Leijonhufvud goes on to explain how the intensity of the 'temporal foreshortening' effect increases proportionally with the rate of inflation, 'extinguishing' markets with shorter and shorter maturities until the 'outbreak of true hyperinflation when many spot transactions are affected'. We are all familiar with the stories of how during the post-war inflation in Germany simple transactions would involve the exchange of wheelbarrows full of deutschmarks. Likewise in Argentina during the explosive hyperinflation of the late 1980s shops were known to put up signs reading 'closed for lack of prices'. Under such conditions it is impossible to perform the sort of 'intertemporal optimisation' that, according to classical economic theory, characterises the behaviour of rational economic agents. The horizon over which such decision are made has been erased:
'High inflation, contrasted to "monetary stability," is not simply a mean-preserving increase in variance for an otherwise unchanged structural model. To the individual agent, increased complexity means rather that the model that he or she requires in order to predict the utility-relevant (future) outcome of a present action has more variables and requires knowledge of more parameters. This may occur, for example, as the result of a change in the monetary regime. When the regime changes, the true specification of the novel system structure will not be known to agents. They must try to infer it. But experience with the now more complex regime is brief. The "usable memory" is short and the "useful forecasts" will be equally so.'
Axel Leijonhufvud, ‘Macroeconomic and Complexity: Inflation Theory’ in Santa Fe Institute Studies in the Sciences of Complexity, Vol. XXVII, New York: Addison-Wesley, 1997
In the words of the poet, time is 'out of joint'. It is of course true that Leijonhufvud is describing an extreme form of inflation which is nothing like the moderate groundswell in prices that affected a number of western economies, including the US, earlier this year. But even a brief spell of inflationary pressure can be sufficient to set to work those same pernicious forces that Keynes describes, and which, as Leijonhufvud and Heymann show, can overturn the most basic patterns of economic behaviour. A small dose of such 'arbitrary destruction' can be sufficient to induce profound economic anxiety. In short, there are few things as destabilising for an incumbent political regime than inflation, even if it is eventually contained. I struggle to see how a model based on the recognition of simple 'premonitory patterns' of social, economic and political factors can do without a parameter that captures these effects. Inflation itself might be the looked for '0/1 alarm' that Keilis-Borok described.

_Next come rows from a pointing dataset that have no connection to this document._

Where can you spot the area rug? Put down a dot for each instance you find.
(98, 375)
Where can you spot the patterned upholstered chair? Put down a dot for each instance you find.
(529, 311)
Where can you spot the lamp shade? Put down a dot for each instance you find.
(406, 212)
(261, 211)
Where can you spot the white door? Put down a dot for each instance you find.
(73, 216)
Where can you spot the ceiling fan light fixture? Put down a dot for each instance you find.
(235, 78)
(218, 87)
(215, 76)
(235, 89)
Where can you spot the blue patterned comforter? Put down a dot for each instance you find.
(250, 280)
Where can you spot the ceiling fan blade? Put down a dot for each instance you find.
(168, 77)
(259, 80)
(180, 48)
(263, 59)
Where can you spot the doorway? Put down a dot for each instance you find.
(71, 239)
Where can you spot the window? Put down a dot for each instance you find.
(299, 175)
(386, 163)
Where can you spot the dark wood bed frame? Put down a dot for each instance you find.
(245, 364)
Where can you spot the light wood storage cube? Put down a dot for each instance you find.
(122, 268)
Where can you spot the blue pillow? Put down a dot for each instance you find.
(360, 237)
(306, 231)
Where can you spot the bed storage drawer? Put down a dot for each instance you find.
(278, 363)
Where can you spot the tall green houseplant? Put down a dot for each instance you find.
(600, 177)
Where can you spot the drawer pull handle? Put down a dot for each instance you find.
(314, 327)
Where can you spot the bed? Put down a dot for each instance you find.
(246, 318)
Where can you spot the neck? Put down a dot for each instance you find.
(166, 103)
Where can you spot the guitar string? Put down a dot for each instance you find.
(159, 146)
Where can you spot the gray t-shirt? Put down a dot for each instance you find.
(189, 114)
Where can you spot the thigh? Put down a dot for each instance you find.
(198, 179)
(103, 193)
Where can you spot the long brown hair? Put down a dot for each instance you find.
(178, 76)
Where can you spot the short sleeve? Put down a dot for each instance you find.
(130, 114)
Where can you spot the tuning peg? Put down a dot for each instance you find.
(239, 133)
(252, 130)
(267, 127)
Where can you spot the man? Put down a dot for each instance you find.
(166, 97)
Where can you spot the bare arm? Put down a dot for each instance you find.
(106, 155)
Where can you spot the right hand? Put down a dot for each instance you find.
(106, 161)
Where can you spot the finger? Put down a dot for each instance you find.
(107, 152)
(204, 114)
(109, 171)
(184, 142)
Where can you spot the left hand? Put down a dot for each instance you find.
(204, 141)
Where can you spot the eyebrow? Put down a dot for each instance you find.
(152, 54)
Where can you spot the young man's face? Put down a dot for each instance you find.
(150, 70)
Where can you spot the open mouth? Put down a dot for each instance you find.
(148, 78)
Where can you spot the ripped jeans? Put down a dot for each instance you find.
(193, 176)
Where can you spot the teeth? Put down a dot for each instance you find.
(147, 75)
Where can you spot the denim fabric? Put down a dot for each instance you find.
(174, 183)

One final comment. It should not be surprising that in periods of inflation most people will look for certainty above all else. And the most reliable source of certainty is the past. As the great historian Geoffrey Elton once said, in times of crisis when 'the future is dark, the present burdensome; only the past, dead and finished, bears contemplation.' This may explain in part why during a period of price volatility, evoking the past is a robust political strategy.